All statements regarding DBG’s plans, objectives, projections and expectations relating to DBG’s operations or financial
performance, and assumptions related thereto are forward-looking statements. We caution that forward-looking statements are not guarantees
and that actual results could differ materially from those expressed or implied in the forward-looking statements. DBG undertakes no
obligation to publicly update or revise any forward-looking statements, whether as a result of new information, future events or otherwise,
except as required by law.

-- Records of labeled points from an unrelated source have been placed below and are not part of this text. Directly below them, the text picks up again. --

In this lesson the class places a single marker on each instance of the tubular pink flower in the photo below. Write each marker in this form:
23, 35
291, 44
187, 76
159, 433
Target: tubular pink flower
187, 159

Potential risks and uncertainties that could cause the actual results of operations or financial condition
of DBG to differ materially from those expressed or implied by forward-looking statements include, but are not limited to: risks arising
from the widespread outbreak of an illness or any other communicable disease, or any other public health crisis, including the coronavirus
(COVID-19) global pandemic; the level of consumer demand for apparel and accessories; disruption to DBGs distribution system; the financial
strength of DBG’s customers; fluctuations in the price, availability and quality of raw materials and contracted products; disruption
and volatility in the global capital and credit markets; DBG’s response to changing fashion trends, evolving consumer preferences
and changing patterns of consumer behavior; intense competition from online retailers; manufacturing and product innovation; increasing
pressure on margins; DBG’s ability to implement its business strategy; DBG’s ability to grow its wholesale and direct-to-consumer
businesses; retail industry changes and challenges; DBG’s and its vendors’ ability to maintain the strength and security
of information technology systems; the risk that DBG’s facilities and systems and those of our third-party service providers may
be vulnerable to and unable to anticipate or detect data security breaches and data or financial loss; DBG’s ability to properly
collect, use, manage and secure consumer and employee data; stability of DBG’s manufacturing facilities and foreign suppliers;
continued use by DBG’s suppliers of ethical business practices; DBG’s ability to accurately forecast demand for products;
continuity of members of DBG’s management; DBG’s ability to protect trademarks and other intellectual property rights; possible
goodwill and other asset impairment; DBG’s ability to execute and integrate acquisitions; changes in tax laws and liabilities;
legal, regulatory, political and economic risks; adverse or unexpected weather conditions; DBG’s indebtedness and its ability to
obtain financing on favorable terms, if needed, could prevent DBG from fulfilling its financial obligations; and climate change and increased
focus on sustainability issues. More information on potential factors that could affect DBG’s financial results is included from
time to time in DBG’s public reports filed with the SEC, including DBG’s Annual Report on Form 10-K, and Quarterly Reports
on Form 10-Q, and Forms 8-K filed or furnished with the SEC.